When using SimpleCov in a very ill-covered project, I got amazingly good results: SimpleCov just did not count not-covered files. So files that were never used in our test-suite, were just simply being ignored. While I understand that approach, it did not feel good. I want to measure absolute progress, and I want to know how badly it really is.

So, on a mission to count all uncovered files with simplecov, I encountered an issue in their github repo. In itself it contained/mentioned two solutions:

  • in a three year old comment, a solution to set a starting base-line, and merge it after the tests. Unfortunately, it did not work completely: all files were added, but with complete coverage. Doh.
  • a pull request, claiming to fix it: while it did add all files, files that had before 100% coverage, where now no longer.

Let’s get technical. The first solution added a baseline, with for all lines the value nil. The second added the value 0 for each line. The value nil is what SimpleCov uses internally to count for a never line: a line that never matters. Which is either an empty line, a comment line, or begin and end of a class.

The zero is line that is not covered (a 1 is a line that was covered). When merging lines for files that had coverage, I assume the base-line 0 takes precedence over the coverage-calculated nil and so we end up with a non-covered line in the merged result.

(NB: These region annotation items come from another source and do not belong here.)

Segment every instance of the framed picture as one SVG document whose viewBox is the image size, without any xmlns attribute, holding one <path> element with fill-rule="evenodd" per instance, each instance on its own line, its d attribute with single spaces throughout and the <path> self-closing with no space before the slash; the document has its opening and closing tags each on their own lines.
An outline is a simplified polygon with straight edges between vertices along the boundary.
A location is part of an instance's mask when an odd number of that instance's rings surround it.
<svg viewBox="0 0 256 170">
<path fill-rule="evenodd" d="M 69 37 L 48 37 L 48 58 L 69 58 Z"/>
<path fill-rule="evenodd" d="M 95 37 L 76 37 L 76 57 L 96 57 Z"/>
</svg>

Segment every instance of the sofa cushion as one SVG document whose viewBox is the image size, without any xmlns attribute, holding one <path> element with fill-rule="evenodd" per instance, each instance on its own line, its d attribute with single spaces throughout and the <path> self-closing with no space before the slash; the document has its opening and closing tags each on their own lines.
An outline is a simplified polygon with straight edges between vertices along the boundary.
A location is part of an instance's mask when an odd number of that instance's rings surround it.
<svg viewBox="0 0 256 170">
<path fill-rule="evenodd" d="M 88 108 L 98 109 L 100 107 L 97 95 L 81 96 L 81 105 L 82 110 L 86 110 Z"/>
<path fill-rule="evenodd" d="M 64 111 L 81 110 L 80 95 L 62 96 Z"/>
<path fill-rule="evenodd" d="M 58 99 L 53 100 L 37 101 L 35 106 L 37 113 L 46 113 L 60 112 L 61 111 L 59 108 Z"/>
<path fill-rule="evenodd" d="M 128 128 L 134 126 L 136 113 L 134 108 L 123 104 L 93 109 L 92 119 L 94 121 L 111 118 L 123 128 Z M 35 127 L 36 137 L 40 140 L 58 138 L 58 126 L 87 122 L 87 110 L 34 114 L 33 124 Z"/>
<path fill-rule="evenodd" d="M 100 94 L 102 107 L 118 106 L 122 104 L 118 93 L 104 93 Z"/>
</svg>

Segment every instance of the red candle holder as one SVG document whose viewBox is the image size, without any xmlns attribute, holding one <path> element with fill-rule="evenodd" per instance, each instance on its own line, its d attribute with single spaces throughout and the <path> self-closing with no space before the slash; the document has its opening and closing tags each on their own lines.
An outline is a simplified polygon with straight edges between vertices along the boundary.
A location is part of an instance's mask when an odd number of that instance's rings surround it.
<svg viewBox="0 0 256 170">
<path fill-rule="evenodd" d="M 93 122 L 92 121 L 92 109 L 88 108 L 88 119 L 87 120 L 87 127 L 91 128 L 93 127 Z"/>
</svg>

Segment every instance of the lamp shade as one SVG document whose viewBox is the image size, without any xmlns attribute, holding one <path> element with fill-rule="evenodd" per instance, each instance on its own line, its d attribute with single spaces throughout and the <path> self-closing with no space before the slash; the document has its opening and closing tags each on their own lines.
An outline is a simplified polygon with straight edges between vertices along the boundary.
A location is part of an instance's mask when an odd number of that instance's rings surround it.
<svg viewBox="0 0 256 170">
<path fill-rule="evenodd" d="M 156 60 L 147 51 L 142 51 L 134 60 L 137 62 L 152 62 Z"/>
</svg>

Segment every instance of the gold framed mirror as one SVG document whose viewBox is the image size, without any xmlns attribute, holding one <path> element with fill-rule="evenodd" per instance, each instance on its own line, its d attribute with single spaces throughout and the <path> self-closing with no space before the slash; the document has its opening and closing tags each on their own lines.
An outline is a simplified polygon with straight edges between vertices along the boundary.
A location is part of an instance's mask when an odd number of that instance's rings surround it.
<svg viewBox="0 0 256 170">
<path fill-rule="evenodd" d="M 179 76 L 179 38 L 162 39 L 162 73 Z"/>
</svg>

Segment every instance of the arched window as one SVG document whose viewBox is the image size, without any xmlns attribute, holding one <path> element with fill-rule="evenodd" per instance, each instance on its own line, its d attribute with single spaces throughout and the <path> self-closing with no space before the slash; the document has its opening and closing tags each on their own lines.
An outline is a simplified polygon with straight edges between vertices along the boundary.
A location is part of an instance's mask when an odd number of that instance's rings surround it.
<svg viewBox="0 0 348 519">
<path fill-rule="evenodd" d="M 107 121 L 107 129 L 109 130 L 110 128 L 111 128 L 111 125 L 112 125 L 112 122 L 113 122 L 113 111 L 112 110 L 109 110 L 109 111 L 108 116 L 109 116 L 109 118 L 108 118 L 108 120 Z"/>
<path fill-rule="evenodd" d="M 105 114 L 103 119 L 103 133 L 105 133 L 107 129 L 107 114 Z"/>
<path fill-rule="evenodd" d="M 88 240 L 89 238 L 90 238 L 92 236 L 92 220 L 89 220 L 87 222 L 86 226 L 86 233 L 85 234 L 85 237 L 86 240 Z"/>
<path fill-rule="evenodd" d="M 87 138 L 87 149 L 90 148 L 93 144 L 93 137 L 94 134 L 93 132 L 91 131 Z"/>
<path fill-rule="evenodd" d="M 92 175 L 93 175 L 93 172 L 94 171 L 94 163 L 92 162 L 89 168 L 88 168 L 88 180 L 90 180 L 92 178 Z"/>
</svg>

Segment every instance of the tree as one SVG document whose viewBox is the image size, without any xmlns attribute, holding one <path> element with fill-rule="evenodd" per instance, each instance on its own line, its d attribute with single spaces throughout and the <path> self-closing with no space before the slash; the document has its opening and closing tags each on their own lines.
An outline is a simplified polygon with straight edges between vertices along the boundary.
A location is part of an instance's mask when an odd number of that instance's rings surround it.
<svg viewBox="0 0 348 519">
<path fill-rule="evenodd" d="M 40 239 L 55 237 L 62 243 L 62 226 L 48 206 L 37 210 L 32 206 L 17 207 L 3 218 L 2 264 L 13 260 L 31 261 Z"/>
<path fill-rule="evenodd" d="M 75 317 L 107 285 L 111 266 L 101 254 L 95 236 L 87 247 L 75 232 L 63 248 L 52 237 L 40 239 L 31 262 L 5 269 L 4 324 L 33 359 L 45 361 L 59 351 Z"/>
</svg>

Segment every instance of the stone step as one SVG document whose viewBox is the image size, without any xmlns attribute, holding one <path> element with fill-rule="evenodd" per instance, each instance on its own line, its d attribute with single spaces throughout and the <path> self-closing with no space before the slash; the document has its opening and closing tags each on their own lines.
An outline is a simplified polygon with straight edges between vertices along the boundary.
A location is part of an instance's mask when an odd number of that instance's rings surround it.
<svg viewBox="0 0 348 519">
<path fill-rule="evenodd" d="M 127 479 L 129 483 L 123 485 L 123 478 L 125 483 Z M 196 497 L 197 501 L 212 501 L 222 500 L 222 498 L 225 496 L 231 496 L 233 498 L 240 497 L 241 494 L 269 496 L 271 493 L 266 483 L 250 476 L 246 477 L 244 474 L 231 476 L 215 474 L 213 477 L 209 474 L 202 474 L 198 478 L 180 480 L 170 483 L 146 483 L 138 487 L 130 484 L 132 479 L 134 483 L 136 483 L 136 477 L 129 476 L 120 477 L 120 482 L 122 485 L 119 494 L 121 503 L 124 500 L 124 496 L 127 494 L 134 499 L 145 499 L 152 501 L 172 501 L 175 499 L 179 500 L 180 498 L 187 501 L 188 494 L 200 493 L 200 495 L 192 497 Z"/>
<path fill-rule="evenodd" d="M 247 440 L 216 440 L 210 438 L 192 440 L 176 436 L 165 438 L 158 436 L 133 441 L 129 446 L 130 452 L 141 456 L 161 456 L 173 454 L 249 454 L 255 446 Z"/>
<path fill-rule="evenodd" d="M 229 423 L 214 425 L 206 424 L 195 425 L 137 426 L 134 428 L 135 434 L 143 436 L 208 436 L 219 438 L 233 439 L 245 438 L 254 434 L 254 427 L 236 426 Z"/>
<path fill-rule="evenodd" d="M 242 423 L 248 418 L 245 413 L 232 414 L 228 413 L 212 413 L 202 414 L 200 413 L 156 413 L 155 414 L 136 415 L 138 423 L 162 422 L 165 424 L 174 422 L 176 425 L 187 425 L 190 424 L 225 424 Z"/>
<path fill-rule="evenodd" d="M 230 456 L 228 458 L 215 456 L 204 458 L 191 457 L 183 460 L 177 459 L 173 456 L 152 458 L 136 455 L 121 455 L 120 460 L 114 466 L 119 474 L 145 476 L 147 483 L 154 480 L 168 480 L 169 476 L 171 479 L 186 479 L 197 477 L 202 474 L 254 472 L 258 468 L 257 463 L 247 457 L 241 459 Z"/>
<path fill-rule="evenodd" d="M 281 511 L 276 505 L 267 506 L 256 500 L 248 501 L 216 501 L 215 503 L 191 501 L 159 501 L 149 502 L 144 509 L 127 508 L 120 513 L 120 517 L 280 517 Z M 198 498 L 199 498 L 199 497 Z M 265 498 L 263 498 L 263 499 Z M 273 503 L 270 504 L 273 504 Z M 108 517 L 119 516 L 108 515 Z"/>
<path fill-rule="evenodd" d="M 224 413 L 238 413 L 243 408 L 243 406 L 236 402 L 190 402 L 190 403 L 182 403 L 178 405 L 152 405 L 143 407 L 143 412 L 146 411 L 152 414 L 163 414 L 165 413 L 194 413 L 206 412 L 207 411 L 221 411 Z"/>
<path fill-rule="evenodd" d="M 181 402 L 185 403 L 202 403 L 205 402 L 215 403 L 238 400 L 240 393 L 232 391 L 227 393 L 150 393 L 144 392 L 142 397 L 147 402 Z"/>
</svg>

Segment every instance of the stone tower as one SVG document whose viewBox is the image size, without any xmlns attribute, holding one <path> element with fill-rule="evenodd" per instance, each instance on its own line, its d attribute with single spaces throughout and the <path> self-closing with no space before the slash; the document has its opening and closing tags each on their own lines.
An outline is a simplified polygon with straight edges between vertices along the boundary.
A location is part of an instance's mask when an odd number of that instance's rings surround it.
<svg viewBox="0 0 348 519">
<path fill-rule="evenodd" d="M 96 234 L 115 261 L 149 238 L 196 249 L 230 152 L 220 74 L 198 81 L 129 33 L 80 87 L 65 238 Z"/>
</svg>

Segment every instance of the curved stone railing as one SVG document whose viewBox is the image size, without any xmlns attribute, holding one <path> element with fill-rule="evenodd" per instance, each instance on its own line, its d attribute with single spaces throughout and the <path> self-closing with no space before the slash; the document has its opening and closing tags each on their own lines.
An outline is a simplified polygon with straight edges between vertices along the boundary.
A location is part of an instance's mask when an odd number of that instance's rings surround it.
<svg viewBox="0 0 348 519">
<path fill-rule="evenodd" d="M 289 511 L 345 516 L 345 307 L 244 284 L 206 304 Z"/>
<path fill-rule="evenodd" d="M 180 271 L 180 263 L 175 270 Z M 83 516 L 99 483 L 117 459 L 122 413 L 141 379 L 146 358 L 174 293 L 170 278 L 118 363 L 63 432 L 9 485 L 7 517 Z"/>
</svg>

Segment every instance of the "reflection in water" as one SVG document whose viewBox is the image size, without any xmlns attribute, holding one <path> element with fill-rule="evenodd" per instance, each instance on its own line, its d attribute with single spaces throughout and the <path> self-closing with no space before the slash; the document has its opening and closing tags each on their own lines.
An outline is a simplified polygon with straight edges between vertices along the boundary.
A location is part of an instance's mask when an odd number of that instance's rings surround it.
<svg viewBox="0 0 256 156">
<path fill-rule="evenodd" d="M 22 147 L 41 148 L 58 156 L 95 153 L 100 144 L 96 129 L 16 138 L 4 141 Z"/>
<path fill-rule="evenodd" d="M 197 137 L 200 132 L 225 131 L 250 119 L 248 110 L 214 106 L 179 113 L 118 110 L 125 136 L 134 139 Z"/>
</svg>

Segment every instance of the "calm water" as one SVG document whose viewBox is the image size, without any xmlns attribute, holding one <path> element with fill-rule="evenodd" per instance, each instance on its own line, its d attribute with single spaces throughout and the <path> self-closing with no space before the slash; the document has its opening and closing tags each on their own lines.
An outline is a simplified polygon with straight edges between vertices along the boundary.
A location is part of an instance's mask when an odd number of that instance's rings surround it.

Bummer.

So I added my spec_helper.rb as follows:

if ENV["COVERAGE"]
  require 'simplecov'
  SimpleCov.start 'rails'
  SimpleCov.coverage_dir 'coverage/rspec'

  all_files = Dir['**/*.rb']
  base_result = {}
  all_files.each do |file|
    absolute = File::expand_path(file)
    lines = File.readlines(absolute, :encoding => 'UTF-8')
    base_result[absolute] = lines.map do |l|
      l.strip!
      l.empty? || l =~ /^end$/ || l[0] == '#' ? nil : 0
    end
  end

  SimpleCov.at_exit do
    coverage_result = Coverage.result
    covered_files = coverage_result.keys
    covered_files.each do |covered_file|
      base_result.delete(covered_file)
    end
    merged = SimpleCov::Result.new(coverage_result).original_result.merge_resultset(base_result)
    result = SimpleCov::Result.new(merged)
    result.format!
  end
end

So, before the test runs, I create a “baseline” containing for all possible ruby files (might need to filter that later), a nil if the line is empty or the “ending end” of a file, and a zero otherwise. After the tests have run, I remove the covered files from the “baseline”, and those are then merged with the result that get the final result.